Five Demand Generation Best Practices to Help You Build Partner Pipeline

Anita Covelli

Director of Partner Marketing

Two businesspeople at the top of a computer looking at data on a computer.

In today’s uncertain economic climate, B2B technology Partner Marketers are under more pressure than ever to hit aggressive partner pipeline targets while demonstrating ROI. Generating leads isn’t enough – effective follow-up is a must to engage top-of-funnel prospects and convert interest into opportunity.

Partner Marketing executives Angela Motiani (Head of Partner Demand Generation at Klaviyo), Kristina Onyon (Director of Partner Marketing at Cloudflare) and Rachna Gupta (VP of Marketing at HashiCorp) recently sat down with Michael Latchford (GM & VP, Strategic Alliances & Partner Marketing Services at TechTarget) to chat about what works (and what doesn’t) when it comes to with- and through-partner demand generation.

Here are five key takeaways from their discussion on Building Partner Pipeline: How to Drive Demand With & Through Partners.

Key takeaway 1: Leverage intent and account-based strategies to improve targeting

Reaching the right audience is crucial to the success of any demand generation program, including co-marketing campaigns. Partner Marketers can improve targeting and, in turn, drive better campaign outcomes by incorporating intent data and account-based marketing (ABM) techniques into their joint go-to-market (GTM) strategies.
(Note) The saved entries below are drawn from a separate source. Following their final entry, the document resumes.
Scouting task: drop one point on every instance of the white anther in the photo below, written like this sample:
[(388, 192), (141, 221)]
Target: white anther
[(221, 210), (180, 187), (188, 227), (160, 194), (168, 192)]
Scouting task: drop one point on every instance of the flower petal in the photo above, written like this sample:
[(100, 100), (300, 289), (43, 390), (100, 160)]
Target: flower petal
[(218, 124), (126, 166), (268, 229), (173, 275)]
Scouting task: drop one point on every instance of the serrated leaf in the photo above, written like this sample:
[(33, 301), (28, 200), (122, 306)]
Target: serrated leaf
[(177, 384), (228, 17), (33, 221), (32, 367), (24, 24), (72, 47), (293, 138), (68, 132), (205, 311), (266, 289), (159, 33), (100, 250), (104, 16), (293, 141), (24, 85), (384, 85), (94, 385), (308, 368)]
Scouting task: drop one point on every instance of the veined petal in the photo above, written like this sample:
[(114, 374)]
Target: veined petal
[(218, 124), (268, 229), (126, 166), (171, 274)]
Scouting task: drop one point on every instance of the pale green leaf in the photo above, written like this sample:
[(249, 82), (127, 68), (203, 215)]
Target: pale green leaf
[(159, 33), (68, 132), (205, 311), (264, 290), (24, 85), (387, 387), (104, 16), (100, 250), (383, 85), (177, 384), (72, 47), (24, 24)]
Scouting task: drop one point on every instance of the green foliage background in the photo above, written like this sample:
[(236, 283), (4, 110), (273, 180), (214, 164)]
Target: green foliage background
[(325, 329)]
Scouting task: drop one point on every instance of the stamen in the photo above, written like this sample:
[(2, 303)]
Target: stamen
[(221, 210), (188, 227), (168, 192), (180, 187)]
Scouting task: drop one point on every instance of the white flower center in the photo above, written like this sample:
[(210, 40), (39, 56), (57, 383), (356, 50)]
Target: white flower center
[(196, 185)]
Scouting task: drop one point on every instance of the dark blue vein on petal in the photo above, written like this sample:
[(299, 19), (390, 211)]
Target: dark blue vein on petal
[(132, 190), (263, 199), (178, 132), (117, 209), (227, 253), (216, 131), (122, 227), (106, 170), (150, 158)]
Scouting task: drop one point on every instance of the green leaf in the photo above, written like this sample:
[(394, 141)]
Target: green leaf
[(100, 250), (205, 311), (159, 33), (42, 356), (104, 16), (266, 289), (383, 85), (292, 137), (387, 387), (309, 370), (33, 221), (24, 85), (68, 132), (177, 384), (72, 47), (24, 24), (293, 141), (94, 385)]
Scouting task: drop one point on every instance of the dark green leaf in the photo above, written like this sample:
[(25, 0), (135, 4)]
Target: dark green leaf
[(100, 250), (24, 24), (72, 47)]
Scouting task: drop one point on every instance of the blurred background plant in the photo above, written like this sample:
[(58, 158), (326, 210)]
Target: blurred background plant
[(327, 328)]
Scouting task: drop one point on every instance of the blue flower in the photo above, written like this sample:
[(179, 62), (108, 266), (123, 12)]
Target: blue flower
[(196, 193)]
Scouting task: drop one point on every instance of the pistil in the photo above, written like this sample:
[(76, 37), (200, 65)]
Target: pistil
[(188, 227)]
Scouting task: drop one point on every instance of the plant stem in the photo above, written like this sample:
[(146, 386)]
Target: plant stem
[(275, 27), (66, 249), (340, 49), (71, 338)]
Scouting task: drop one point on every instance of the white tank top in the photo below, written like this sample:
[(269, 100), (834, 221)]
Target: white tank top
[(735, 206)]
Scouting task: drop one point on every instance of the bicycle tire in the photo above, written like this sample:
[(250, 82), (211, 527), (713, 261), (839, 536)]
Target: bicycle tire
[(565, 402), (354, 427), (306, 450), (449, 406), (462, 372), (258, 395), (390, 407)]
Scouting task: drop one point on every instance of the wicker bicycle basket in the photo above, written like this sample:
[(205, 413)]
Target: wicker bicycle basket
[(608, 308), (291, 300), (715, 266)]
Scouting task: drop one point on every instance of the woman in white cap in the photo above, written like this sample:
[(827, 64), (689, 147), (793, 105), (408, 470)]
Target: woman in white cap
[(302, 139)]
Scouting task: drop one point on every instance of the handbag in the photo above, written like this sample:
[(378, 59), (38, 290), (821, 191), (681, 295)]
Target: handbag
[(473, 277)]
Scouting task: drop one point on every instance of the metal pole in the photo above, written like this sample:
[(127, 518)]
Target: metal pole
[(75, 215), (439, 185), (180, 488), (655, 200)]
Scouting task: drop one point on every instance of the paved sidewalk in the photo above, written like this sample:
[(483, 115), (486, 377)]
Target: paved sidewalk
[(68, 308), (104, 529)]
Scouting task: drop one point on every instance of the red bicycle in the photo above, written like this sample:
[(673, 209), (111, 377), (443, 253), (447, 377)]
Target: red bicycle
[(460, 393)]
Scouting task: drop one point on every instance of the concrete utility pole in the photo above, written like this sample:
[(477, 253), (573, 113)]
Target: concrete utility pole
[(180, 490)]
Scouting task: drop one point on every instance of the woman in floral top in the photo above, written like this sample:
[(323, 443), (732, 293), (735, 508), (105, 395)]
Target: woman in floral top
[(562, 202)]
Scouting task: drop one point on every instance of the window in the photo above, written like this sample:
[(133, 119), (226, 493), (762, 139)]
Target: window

Dovetail intent data with sales input to build your target list

Rachna Gupta from HashiCorp recommends that Partner Marketers take the time to understand what type of behavioral signals you’re getting and the source of this intent data. Is it coming from first-party platforms like your own website and CRM, from third-party platforms like TechTarget’s Priority Engine or from another data or ABM vendor, or from a mix of these sources?

Once you have a line-of-sight into where your intent data is coming from, Rachna advises:

“Most accounts, especially in the enterprise, work with partners. Use intent data to understand where each account is in their journey and then align with Sales around the buying intent criteria that matters. Next, map the buying signals that you’re seeing in the intent data with the information you’re getting from sales to build a ‘propensity-to-buy hot list.’”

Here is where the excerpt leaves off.